To fuel this, they have also (as we have seen in many other brands) built themselves some franchises which they come back to time and again, including:
“Stab in the Dark” – A world-renowned and well-loved surfer testing 10 blanks from different shapers and giving their honest opinion, which is amazing as it’s like getting Ronaldo to have a kick about in Adidas and asking him what he thinks of the new Predators. The honesty is as refreshing as it is engaging. There was a decent amount of controversy that Kelly Slater, or “the GOAT” as the WSL won’t stop ramming down our throats whenever he is on a broadcast, picked his own shaper to win the last edition. Coincidence or well planned? Much like the article Good to Great that I wrote, there is likely a bit of both, as he knows where his bread is buttered. The comments section alone is worth paddling out through.
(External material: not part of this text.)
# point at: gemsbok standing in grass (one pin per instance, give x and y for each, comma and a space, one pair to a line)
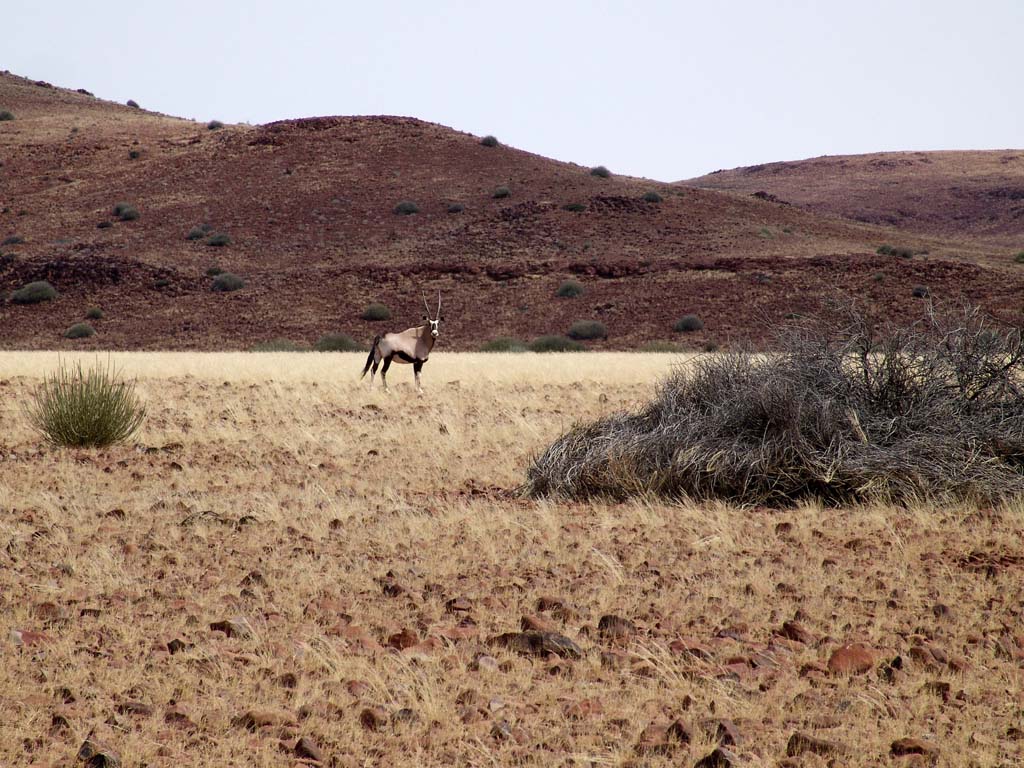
412, 345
“How Surfers Get Paid” – If there is a better web series in action sports, tell me what it is. This is so insightful, speaks about how much people have been paid in real numbers, people talk real about others, with a decent amount of shit talking happening. The episodes with Jordy and his take on modern-day surfing are quite something to behold.
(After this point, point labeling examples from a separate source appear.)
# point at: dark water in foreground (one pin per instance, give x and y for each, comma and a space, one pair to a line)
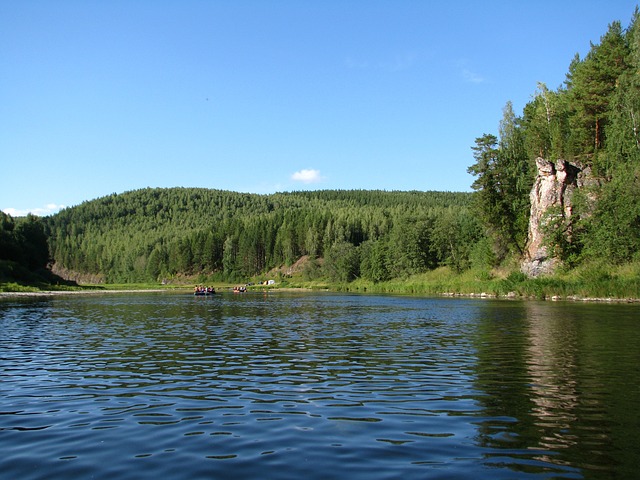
317, 386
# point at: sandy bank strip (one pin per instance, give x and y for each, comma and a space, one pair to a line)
55, 293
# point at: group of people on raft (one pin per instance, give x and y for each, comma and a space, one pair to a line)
202, 290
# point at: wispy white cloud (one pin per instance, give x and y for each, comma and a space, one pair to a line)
468, 74
48, 209
307, 176
352, 63
399, 62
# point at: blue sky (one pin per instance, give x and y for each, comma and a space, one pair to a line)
261, 96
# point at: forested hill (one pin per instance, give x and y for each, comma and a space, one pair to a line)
153, 234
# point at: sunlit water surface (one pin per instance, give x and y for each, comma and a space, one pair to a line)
317, 386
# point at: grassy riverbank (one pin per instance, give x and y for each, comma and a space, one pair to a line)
596, 281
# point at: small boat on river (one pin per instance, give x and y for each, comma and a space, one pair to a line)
204, 291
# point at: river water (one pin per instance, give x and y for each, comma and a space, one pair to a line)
317, 386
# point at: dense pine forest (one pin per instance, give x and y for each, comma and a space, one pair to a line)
592, 121
156, 234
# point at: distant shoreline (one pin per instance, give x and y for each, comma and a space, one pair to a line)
56, 293
555, 298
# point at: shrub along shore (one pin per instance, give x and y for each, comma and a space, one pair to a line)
592, 283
“Electric Acid Surfboard Test” – Alternative shapes, ridden by many of our modern-day favourites including Co and Mason Ho. What’s not to love?
Hell, these guys even boast their own event series – Stab High – which is usually bringing surfing forward in terms of progression faster than much of the WSL has done, since it’s a more open alternative format which also attracts many of everyone’s favourite surfers, many of whom haven’t made it to the WSL or opted against that path.
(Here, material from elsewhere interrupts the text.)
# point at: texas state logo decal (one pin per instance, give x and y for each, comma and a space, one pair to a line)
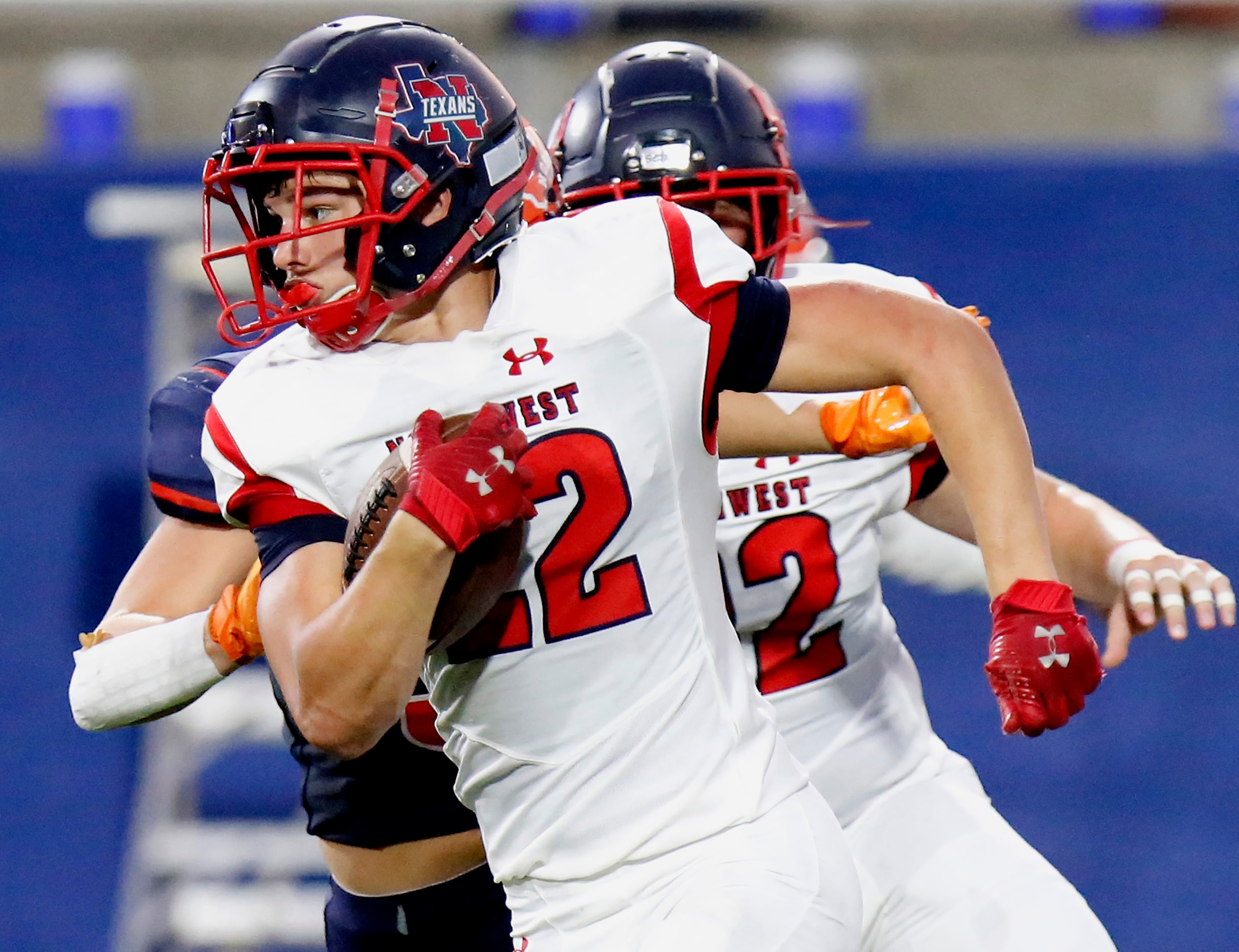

How many subscribers do they have? That I am not sure of. But it’s enough to get the budget together to put all of this amazing content on and so, I suppose, the main takeaway from this, especially for those screaming that print’s not dead and video-part-style films are still relevant….:
The desire for the content is still there. It’s just the medium has changed and the format evolved. The hunger for what’s next, and that same appetite me and so many of my friends had 20 years ago to see what JP would drop in his new part or what Dane would have logged that year in Kai Nevilles new film, yes, the kids still want that. And they are happy to pay for it. 70 bucks a year pay for it. It’s just the style of content they want is changing and if media doesn’t change, it fades away.
We can talk about Blockbuster and Netflix, but even Netflix evolved the model from mail-order DVDs to streaming, then original content and now their foray into sport. Please let the Champions League and Premier League be next on their evolution of the model.
So back to Stab, just a word to say: if you want to see how sports and their media can evolve, look no further. Yes, we can all talk about F1 and Drive to Survive and how that has been the awareness driver which took the sport into the mainstream, but each sport is unique and the way that Stab have taken surfing is something to really learn a lot from. Maybe the WSL could learn something about their approach to content where viewers get insight, behind the curtain knowledge and a pretty good time along the way.